3.Le parti, come sopra rappresentate, convengono quindi di verificare i rapporti di lavoro presenti nell’Azienda e di dare un primo ordinamento.
Il presente Accordo definisce ed individua gli elementi di base applicabili ai contratti di collaborazione occasionali, coordinati continuativi a progetto, prestazioni d’opera e consulenze resi con o senza P. IVA, (di seguito denominati lavoratori) sulla base di quanto previsto agli Artt. 16 e18 del protocollo nazionale del 18 luglio 2003.

Sono esclusi dal presente accordo coloro che già esercitano abitualmente ed in modo prevalente una propria attività professionale al di fuori del rapporto con il committente e che per questa via esterna e prevalente, hanno un’attività professionale riconosciuta ed un proprio albo professionale.

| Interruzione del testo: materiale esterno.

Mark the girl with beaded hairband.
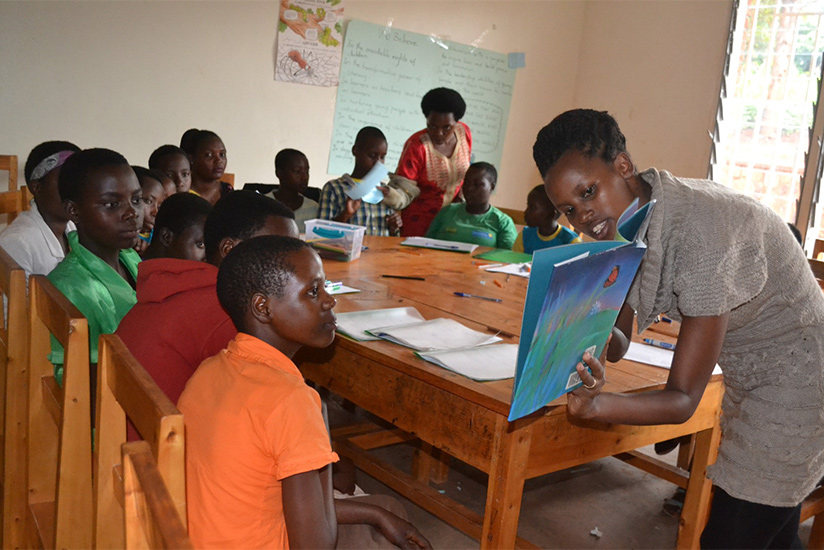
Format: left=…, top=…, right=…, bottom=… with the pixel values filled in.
left=0, top=141, right=80, bottom=278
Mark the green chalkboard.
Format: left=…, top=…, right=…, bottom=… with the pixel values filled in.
left=328, top=20, right=516, bottom=175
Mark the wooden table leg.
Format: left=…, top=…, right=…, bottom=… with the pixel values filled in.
left=412, top=442, right=450, bottom=485
left=481, top=417, right=532, bottom=550
left=678, top=420, right=721, bottom=549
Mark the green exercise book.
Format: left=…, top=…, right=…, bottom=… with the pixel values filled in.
left=474, top=249, right=532, bottom=264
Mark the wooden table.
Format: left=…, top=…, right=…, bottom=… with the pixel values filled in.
left=297, top=236, right=722, bottom=549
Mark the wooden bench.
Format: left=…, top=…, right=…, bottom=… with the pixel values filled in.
left=0, top=247, right=28, bottom=548
left=121, top=441, right=192, bottom=550
left=94, top=334, right=186, bottom=549
left=26, top=275, right=93, bottom=549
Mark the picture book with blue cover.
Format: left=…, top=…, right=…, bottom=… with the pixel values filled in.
left=508, top=199, right=656, bottom=421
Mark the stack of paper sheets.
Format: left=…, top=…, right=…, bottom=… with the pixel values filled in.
left=334, top=308, right=515, bottom=380
left=415, top=344, right=518, bottom=381
left=365, top=318, right=501, bottom=351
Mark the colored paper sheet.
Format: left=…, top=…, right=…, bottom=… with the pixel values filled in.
left=275, top=0, right=344, bottom=87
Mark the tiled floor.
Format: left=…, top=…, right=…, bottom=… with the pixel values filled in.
left=329, top=399, right=814, bottom=549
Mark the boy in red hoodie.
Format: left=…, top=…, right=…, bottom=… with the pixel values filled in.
left=116, top=191, right=298, bottom=404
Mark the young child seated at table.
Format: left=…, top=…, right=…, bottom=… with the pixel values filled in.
left=179, top=235, right=431, bottom=550
left=116, top=191, right=299, bottom=406
left=148, top=144, right=191, bottom=193
left=425, top=162, right=516, bottom=249
left=141, top=192, right=212, bottom=262
left=513, top=184, right=580, bottom=253
left=132, top=166, right=167, bottom=252
left=269, top=148, right=318, bottom=233
left=0, top=140, right=80, bottom=279
left=318, top=126, right=402, bottom=236
left=48, top=148, right=143, bottom=383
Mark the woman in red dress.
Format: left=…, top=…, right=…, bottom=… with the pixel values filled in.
left=395, top=88, right=472, bottom=236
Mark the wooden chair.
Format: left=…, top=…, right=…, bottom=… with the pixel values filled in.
left=0, top=155, right=18, bottom=192
left=497, top=206, right=525, bottom=226
left=0, top=186, right=31, bottom=225
left=121, top=441, right=192, bottom=550
left=221, top=172, right=235, bottom=188
left=26, top=275, right=93, bottom=549
left=809, top=259, right=824, bottom=290
left=0, top=247, right=28, bottom=549
left=0, top=156, right=30, bottom=225
left=94, top=334, right=185, bottom=549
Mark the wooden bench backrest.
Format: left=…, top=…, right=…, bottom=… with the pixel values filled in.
left=26, top=275, right=92, bottom=549
left=0, top=186, right=32, bottom=225
left=94, top=334, right=185, bottom=549
left=0, top=247, right=28, bottom=549
left=0, top=155, right=18, bottom=191
left=0, top=156, right=25, bottom=225
left=121, top=441, right=192, bottom=550
left=497, top=206, right=525, bottom=226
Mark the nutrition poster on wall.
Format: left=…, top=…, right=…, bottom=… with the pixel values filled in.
left=328, top=20, right=516, bottom=175
left=275, top=0, right=345, bottom=87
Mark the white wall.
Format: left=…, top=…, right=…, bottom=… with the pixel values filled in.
left=0, top=0, right=730, bottom=210
left=574, top=0, right=733, bottom=179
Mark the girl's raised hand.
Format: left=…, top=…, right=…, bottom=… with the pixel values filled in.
left=567, top=348, right=607, bottom=420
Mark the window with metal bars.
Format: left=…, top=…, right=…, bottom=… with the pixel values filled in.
left=709, top=0, right=824, bottom=253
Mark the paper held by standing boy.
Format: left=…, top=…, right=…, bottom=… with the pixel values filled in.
left=508, top=199, right=656, bottom=422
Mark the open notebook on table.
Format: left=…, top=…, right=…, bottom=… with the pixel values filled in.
left=335, top=308, right=513, bottom=380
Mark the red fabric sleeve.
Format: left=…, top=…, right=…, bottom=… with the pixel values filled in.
left=395, top=133, right=425, bottom=181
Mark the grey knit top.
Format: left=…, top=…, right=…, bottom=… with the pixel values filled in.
left=626, top=168, right=824, bottom=506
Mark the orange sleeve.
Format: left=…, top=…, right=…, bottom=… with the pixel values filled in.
left=266, top=385, right=339, bottom=480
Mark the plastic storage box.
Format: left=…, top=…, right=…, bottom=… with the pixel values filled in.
left=304, top=219, right=366, bottom=262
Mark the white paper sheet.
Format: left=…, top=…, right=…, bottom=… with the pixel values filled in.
left=625, top=341, right=722, bottom=374
left=401, top=237, right=478, bottom=254
left=416, top=344, right=517, bottom=381
left=344, top=162, right=389, bottom=204
left=326, top=284, right=360, bottom=295
left=335, top=307, right=425, bottom=341
left=483, top=263, right=532, bottom=278
left=367, top=318, right=501, bottom=351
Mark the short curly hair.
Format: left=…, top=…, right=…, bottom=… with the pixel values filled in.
left=153, top=192, right=212, bottom=237
left=58, top=148, right=130, bottom=203
left=421, top=88, right=466, bottom=120
left=148, top=144, right=189, bottom=170
left=216, top=235, right=311, bottom=329
left=533, top=109, right=628, bottom=178
left=203, top=190, right=295, bottom=259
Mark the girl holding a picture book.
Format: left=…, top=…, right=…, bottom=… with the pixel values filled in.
left=533, top=109, right=824, bottom=550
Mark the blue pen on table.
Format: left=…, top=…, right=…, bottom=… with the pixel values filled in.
left=643, top=338, right=676, bottom=351
left=453, top=292, right=502, bottom=303
left=325, top=280, right=343, bottom=292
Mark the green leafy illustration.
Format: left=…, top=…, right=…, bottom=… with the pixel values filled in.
left=319, top=26, right=339, bottom=47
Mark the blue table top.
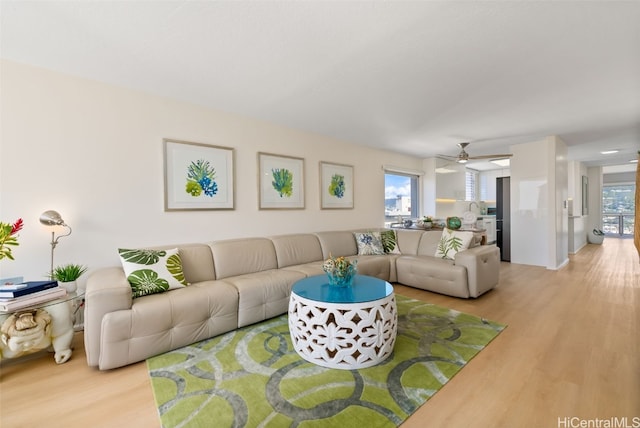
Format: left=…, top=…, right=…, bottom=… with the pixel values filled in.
left=292, top=274, right=393, bottom=304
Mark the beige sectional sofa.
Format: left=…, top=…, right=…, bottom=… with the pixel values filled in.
left=84, top=228, right=500, bottom=369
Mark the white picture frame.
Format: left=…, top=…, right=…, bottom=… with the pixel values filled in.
left=320, top=161, right=354, bottom=209
left=164, top=139, right=235, bottom=211
left=258, top=152, right=305, bottom=210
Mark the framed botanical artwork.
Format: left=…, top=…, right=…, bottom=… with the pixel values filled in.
left=258, top=152, right=305, bottom=209
left=320, top=161, right=354, bottom=209
left=163, top=139, right=235, bottom=211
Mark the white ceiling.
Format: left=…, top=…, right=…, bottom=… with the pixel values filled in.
left=1, top=1, right=639, bottom=169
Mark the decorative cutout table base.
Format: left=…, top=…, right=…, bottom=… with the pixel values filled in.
left=288, top=275, right=397, bottom=369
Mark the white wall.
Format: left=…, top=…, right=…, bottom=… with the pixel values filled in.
left=422, top=157, right=437, bottom=217
left=553, top=138, right=569, bottom=268
left=587, top=166, right=603, bottom=232
left=510, top=136, right=568, bottom=269
left=568, top=161, right=588, bottom=253
left=0, top=60, right=422, bottom=281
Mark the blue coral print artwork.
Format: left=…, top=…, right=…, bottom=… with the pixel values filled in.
left=328, top=173, right=345, bottom=198
left=271, top=168, right=293, bottom=197
left=185, top=159, right=218, bottom=197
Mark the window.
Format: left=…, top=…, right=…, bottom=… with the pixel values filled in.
left=602, top=183, right=635, bottom=236
left=465, top=170, right=478, bottom=201
left=385, top=172, right=419, bottom=224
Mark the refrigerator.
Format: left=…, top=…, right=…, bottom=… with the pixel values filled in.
left=496, top=177, right=511, bottom=262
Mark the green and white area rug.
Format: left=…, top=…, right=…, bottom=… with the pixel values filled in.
left=147, top=296, right=505, bottom=428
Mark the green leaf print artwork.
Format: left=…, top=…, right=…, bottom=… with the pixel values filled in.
left=271, top=168, right=293, bottom=197
left=328, top=174, right=345, bottom=198
left=186, top=159, right=218, bottom=197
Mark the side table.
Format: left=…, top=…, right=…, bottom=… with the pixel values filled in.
left=288, top=275, right=397, bottom=369
left=0, top=291, right=84, bottom=364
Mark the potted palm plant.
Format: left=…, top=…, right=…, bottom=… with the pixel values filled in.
left=51, top=263, right=88, bottom=293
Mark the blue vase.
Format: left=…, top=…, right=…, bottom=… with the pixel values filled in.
left=325, top=265, right=357, bottom=287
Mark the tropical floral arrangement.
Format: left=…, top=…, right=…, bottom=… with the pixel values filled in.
left=322, top=255, right=357, bottom=287
left=422, top=216, right=434, bottom=223
left=0, top=218, right=23, bottom=261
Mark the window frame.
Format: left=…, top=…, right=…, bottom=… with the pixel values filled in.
left=465, top=169, right=479, bottom=201
left=384, top=169, right=421, bottom=224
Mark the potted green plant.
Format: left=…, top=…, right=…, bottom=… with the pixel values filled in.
left=420, top=216, right=434, bottom=229
left=51, top=263, right=88, bottom=293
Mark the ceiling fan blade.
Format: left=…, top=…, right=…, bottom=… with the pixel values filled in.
left=437, top=154, right=459, bottom=160
left=468, top=154, right=513, bottom=160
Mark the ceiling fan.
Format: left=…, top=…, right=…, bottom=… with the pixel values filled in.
left=438, top=142, right=513, bottom=164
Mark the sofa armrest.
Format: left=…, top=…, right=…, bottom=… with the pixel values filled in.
left=454, top=245, right=500, bottom=298
left=84, top=267, right=133, bottom=367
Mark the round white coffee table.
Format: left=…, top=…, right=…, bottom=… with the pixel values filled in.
left=288, top=274, right=397, bottom=370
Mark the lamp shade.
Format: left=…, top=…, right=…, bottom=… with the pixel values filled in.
left=40, top=210, right=66, bottom=226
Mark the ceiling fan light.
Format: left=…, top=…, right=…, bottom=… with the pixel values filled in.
left=457, top=158, right=468, bottom=164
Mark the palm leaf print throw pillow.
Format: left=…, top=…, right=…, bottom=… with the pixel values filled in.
left=435, top=229, right=474, bottom=260
left=118, top=248, right=188, bottom=298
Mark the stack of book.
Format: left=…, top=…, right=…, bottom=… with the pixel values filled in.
left=0, top=280, right=66, bottom=312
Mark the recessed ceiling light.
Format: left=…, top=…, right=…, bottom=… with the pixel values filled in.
left=491, top=159, right=510, bottom=167
left=630, top=159, right=638, bottom=163
left=435, top=167, right=457, bottom=174
left=600, top=150, right=619, bottom=154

ART. 1 – Collaborazioni occasionali
a)Il presente accordo disciplina, in modo specifico, anche le collaborazioni occasionali, come da contratto tipo da utilizzare per le suddette prestazioni “occasionali”, di cui all’allegato.

Art. 2 – Forma e contenuto dei contratti
Il Committente e i soggetti coinvolti nell’ambito di applicazione del presente Accordo, sono tenuti, al momento della definizione del rapporto di lavoro e comunque non oltre la data d’inizio della prestazione, a fornire al lavoratore il testo del presente Accordo ed il contratto individuale in forma scritta, sulla base della bozza di cui all’allegato n.1 e formulato sulla base delle regole definite nel presente accordo e dalla negoziazione individuale.

Il suddetto contratto individuale, così come riportato nell’allegato 1, deve contenere le seguenti informazioni:
a)L’identità delle parti e l’indicazione del settore d’attività;
a.Il profilo tipo entro il quale il lavoratore è inserito, l’individuazione delle mansioni richieste al lavoratore;
b)La durata del contratto di lavoro e la durata determinata o determinabile della
prestazione e la gestione delle eventuali proroghe.
c)L’entità dei corrispettivi, i tempi e modalità del loro pagamento, le eventuali
maggiorazioni, rimborsi spese e loro modalità e tempi d’erogazione;
d)Le modalità di accesso alla formazione e all’aggiornamento professionale;
e)Le modalità di sospensione della prestazione per malattia, infortunio, recupero
psicofisico, maternità e congedi parentali;
f)Le modalità di cessazione o recesso del rapporto, il preavviso, e l’eventuale
composizione delle controversie;
g)La partecipazione a nuovi rapporti di lavoro a favore del committente, la
clausola di prelazione, il riconoscimento professionale;
h)Le forme di godimento dei diritti sindacali;
i)Le forme assicurative e mutualistiche previste.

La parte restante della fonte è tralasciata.